Nevertheless, despite the complexity and complexity of the task, the initial successes of researchers using deep learning for pattern recognition or go games give hope that we are on the verge of a breakthrough in the language field as well. In this case, this breakthrough arrived just in time. If an AI should become a universal tool, help people supplement and strengthen their own intelligence and perform tasks in a seamless symbiosis mode, then language is the key to achieving this state. Especially if the AI ​​systems will increasingly use deep learning and other technologies for self-programming.
“In general, deep learning systems are awe-inspiring,” says John Leonard, a professor who studies ro-mobils at MIT. “On the other hand, their work is quite difficult to understand."
Toyota, a student of autonomous driving technology, launched a research project at MIT led by Gerald Sussman, an expert on AI and programming languages, to develop an autonomous driving system that could explain why she did something other action. The obvious way to give such an explanation would be verbal. “Creating systems that are conscious of their knowledge is a very difficult task,” says Leonard, who runs another Toyota project at MIT. “But, yes, ideally, they should give not just an answer, but an explanation.”
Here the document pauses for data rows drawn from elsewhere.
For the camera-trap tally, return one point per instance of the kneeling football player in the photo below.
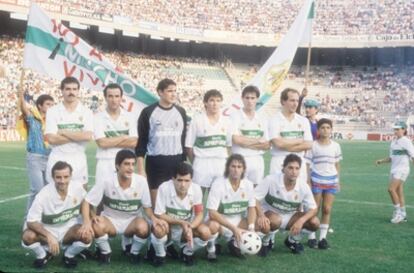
(125, 196)
(231, 205)
(180, 204)
(280, 198)
(54, 220)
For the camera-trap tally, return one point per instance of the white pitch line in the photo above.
(14, 198)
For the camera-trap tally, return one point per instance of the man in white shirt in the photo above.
(208, 139)
(53, 220)
(250, 134)
(114, 129)
(125, 197)
(280, 197)
(231, 204)
(289, 132)
(69, 127)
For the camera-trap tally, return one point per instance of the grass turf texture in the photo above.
(363, 239)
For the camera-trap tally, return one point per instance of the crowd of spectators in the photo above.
(146, 70)
(367, 94)
(375, 95)
(332, 17)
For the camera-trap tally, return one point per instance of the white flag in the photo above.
(271, 75)
(54, 50)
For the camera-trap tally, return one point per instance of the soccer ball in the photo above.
(250, 243)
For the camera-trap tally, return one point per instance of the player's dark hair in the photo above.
(292, 158)
(230, 159)
(42, 99)
(284, 96)
(122, 155)
(212, 93)
(61, 165)
(324, 121)
(68, 80)
(251, 89)
(182, 169)
(113, 86)
(163, 84)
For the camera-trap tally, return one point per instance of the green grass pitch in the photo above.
(363, 239)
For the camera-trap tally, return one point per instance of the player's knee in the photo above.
(99, 228)
(141, 228)
(29, 237)
(159, 232)
(313, 224)
(326, 210)
(214, 227)
(275, 223)
(204, 232)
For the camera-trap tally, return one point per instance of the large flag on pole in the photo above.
(271, 75)
(54, 50)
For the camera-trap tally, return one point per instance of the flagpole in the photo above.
(309, 47)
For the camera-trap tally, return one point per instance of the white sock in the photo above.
(312, 236)
(265, 238)
(324, 231)
(137, 244)
(397, 207)
(211, 243)
(103, 244)
(75, 248)
(125, 241)
(159, 245)
(272, 235)
(37, 248)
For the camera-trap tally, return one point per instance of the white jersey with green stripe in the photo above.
(168, 202)
(230, 203)
(209, 140)
(242, 125)
(49, 209)
(401, 151)
(80, 120)
(106, 127)
(119, 202)
(281, 127)
(273, 196)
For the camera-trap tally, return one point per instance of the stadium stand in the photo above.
(332, 17)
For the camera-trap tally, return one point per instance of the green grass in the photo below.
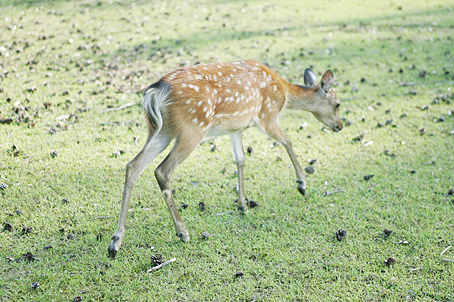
(79, 58)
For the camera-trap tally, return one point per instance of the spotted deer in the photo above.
(198, 103)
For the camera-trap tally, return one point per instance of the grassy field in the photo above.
(64, 64)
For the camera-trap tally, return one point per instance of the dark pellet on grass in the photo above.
(252, 203)
(250, 150)
(341, 234)
(367, 177)
(28, 257)
(7, 227)
(390, 261)
(309, 170)
(156, 260)
(387, 233)
(26, 230)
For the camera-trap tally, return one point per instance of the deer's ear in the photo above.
(327, 81)
(310, 78)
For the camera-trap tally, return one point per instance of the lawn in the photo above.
(72, 75)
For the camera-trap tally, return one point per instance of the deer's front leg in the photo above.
(276, 132)
(300, 179)
(238, 153)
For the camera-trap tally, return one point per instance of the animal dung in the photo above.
(309, 170)
(390, 261)
(387, 233)
(341, 234)
(156, 259)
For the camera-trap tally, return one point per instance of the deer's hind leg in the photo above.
(153, 147)
(184, 145)
(238, 154)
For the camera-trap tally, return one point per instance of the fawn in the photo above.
(198, 103)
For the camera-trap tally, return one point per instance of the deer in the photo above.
(194, 104)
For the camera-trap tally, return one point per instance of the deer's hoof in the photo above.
(302, 190)
(242, 210)
(112, 247)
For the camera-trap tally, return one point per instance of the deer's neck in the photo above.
(302, 97)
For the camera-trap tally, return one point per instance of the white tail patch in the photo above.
(155, 98)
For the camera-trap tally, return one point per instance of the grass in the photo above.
(62, 63)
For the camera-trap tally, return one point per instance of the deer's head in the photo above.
(326, 105)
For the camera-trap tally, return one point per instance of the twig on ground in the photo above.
(118, 108)
(161, 265)
(445, 250)
(415, 269)
(66, 68)
(100, 217)
(231, 220)
(228, 212)
(327, 193)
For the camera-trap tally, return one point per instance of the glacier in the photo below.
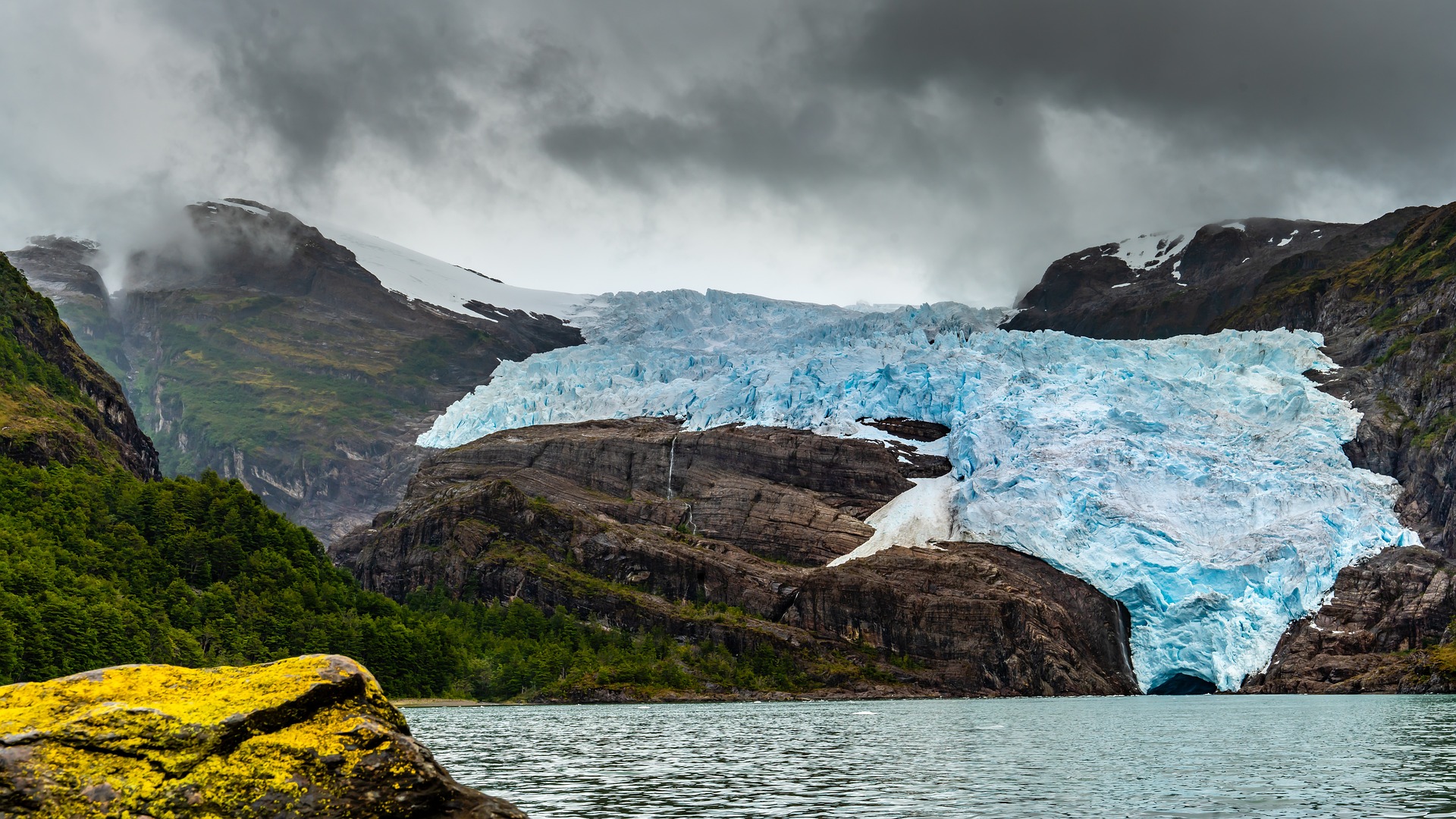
(1199, 480)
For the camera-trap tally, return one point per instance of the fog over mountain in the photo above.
(820, 150)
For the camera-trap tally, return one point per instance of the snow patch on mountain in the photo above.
(1152, 249)
(444, 284)
(1199, 480)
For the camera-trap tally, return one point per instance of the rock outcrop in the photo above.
(638, 521)
(1098, 295)
(1383, 295)
(1376, 634)
(1389, 321)
(309, 736)
(60, 406)
(262, 350)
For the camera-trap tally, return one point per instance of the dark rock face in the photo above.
(1097, 295)
(1183, 686)
(265, 353)
(111, 428)
(629, 519)
(1372, 634)
(981, 611)
(1383, 295)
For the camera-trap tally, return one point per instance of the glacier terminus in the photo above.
(1199, 480)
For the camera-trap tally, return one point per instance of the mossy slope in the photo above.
(310, 735)
(55, 403)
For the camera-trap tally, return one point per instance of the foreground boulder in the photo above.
(306, 736)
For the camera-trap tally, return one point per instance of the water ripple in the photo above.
(1158, 757)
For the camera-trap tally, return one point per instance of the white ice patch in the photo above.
(1152, 249)
(444, 284)
(915, 518)
(1199, 480)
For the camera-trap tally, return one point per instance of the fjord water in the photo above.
(1165, 757)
A few weeks after returning from California, I met David Silver, a Google DeepMind researcher and AlphaGo developer. He spoke about the match against Sedol at a scientific conference in New York. Silver explained that when the program in the second game made its decisive move, his team was as surprised as the others. They could only see that AlphaGo predicted the odds of winning, and this prediction did not change much after the 37th move. Only a few days later, after carefully analyzing the game, the team made a discovery: after digesting previous games, the program calculated that a human player could make such a move with a probability of 1 in 10,000. And her training games showed that such a maneuver provides an unusually strong positional advantage .
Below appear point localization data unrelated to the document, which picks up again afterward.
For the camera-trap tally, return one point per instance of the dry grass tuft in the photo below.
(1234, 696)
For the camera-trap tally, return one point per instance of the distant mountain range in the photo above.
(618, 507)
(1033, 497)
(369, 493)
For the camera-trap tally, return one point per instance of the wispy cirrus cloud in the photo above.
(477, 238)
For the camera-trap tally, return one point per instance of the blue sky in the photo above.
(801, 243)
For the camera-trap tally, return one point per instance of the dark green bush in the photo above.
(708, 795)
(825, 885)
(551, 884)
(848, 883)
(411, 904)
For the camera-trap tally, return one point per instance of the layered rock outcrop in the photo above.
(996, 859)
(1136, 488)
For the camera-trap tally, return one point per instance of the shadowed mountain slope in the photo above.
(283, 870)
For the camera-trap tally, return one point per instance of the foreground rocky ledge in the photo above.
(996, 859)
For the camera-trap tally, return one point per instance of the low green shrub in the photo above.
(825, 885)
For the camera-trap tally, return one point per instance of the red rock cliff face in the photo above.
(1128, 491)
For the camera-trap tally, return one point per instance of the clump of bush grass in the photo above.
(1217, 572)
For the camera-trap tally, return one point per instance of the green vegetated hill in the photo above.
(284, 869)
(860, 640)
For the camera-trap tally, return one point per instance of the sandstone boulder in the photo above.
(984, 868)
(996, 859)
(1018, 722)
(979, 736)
So, in a sense, the car knew that this move would hit the weak point of Sedol.
Silver said that Google is considering several opportunities to commercialize this technology, including intelligent assistants and tools for medical care. After the lecture, I asked him about the importance of being able to communicate with the AI ​​managing such systems.
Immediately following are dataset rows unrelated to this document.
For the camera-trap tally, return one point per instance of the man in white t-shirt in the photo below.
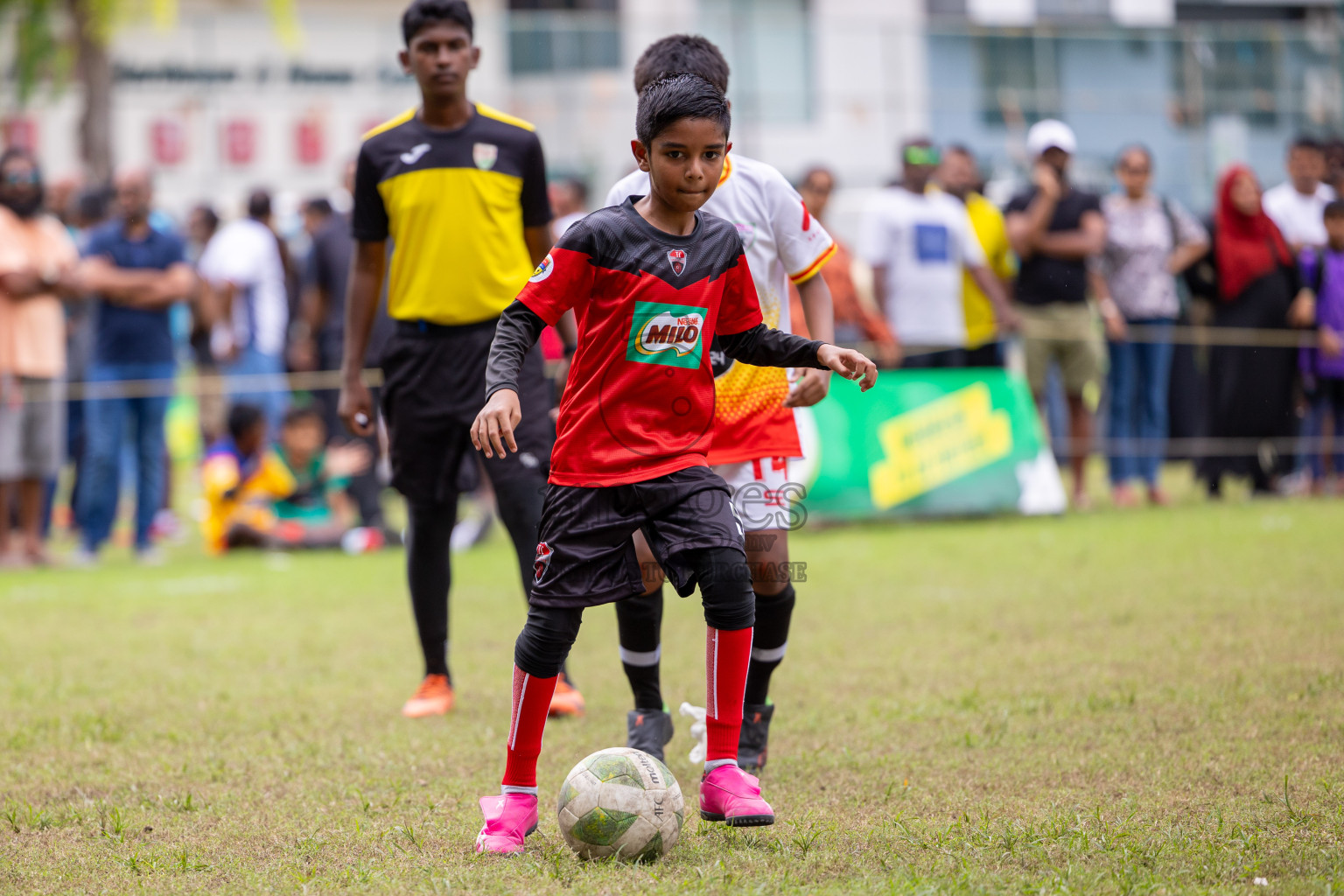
(754, 431)
(243, 268)
(918, 242)
(1298, 205)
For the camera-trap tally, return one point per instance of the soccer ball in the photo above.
(621, 802)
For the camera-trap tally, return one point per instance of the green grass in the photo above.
(1121, 703)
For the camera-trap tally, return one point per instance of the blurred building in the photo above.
(1201, 83)
(217, 102)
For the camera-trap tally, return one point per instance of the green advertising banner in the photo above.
(928, 444)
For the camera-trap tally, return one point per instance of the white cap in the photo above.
(1051, 132)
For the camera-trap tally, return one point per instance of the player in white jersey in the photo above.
(754, 431)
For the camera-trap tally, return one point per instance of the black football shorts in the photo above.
(586, 557)
(433, 388)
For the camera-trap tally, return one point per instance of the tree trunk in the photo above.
(93, 65)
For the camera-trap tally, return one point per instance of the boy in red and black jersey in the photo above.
(652, 283)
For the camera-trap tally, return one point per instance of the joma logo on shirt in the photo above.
(667, 335)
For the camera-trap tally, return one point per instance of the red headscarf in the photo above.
(1248, 246)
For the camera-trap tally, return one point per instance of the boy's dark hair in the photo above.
(258, 205)
(17, 153)
(242, 418)
(424, 12)
(298, 416)
(669, 100)
(682, 54)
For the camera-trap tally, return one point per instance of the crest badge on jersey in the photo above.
(676, 256)
(543, 270)
(543, 559)
(486, 155)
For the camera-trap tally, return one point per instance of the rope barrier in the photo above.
(218, 384)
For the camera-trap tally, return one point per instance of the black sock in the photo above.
(519, 502)
(767, 641)
(429, 575)
(640, 624)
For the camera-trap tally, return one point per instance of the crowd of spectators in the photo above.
(101, 293)
(102, 298)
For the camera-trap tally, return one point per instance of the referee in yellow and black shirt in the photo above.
(460, 190)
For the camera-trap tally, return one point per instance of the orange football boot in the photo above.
(433, 697)
(567, 700)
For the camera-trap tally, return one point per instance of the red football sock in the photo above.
(726, 659)
(531, 702)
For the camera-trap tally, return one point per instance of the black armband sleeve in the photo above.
(765, 346)
(518, 331)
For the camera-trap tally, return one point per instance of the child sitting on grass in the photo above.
(284, 497)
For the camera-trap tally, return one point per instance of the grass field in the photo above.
(1121, 703)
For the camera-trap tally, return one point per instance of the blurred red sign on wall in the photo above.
(167, 141)
(19, 132)
(240, 141)
(310, 141)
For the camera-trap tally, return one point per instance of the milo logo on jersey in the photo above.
(667, 335)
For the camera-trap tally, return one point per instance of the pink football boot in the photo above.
(508, 820)
(732, 795)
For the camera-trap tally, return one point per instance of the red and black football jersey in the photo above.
(640, 396)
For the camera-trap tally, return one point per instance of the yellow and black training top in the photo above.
(454, 205)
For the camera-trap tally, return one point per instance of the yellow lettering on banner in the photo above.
(935, 444)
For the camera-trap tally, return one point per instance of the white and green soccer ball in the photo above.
(621, 802)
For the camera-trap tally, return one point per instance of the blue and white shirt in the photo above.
(922, 241)
(246, 254)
“An interesting question,” he said after a pause. - For some applications this may be useful. For example, in health care, it may be important to know why a particular decision was made. ”In fact, AIs are becoming more and more complex and confusing, and it’s very hard to imagine how we will work with them without language — without being able to ask them, “Why?”. Moreover, the ability to easily communicate with computers would make them more useful and look like magic. After all, language is the best of our ways to understand and interact with the world. It is time for cars to catch up with us.